From Hong Kong—
A report on the press after China’s return

From the United States—
Reports on technological tools to help journalists track international stories from their office computers

Peter Stein, Managing Editor of The Asian Wall Street Journal, opens our section with a close-up view of how the press handles controversial stories—such as recent trials of dissidents in China—in the wake of Hong Kong’s 1997 transfer to Chinese sovereignty. His report reveals the emergence of “quiet self-censorship,” evident in the degree to which newspapers are willing to probe and analyze sensitive political topics.

The rest of the section examines from a variety of perspectives the role that technology is able to play in assisting reporters with the coverage of stories that involve reporting across national borders. Using sophisticated software programs to guide computer-assisted reporting, large databases of information can be untangled by journalists who want to investigate the financial activities of multinational companies or set out to analyze politicians’ performances or report on charges of price gouging in telephone rates.

Brant Houston, the Executive Director of Investigative Reporters and Editors, Inc. and the National Institute for Computer-Assisted Reporting, writes the first of these articles.
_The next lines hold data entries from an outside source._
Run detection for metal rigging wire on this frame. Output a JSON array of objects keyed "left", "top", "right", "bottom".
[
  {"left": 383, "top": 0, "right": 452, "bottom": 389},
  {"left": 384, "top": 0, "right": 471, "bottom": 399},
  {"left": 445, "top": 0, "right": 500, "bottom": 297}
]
He provides examples from Denmark and South America in which journalists put their newly acquired skills to work in locating and analyzing data and publishing important news stories based on their findings.

Maud S. Beelman, Director of the International Consortium of Investigative Journalists, follows with a modern-day tale about the “ties that bind journalists,” links that are now located in cyberspace.

Christopher Simpson, Director of the Project on Satellite Imagery and the News Media at American University, describes what reporters can learn by examining some of the millions of non-classified, high resolution images of earth that are available on line, thanks to satellite technology.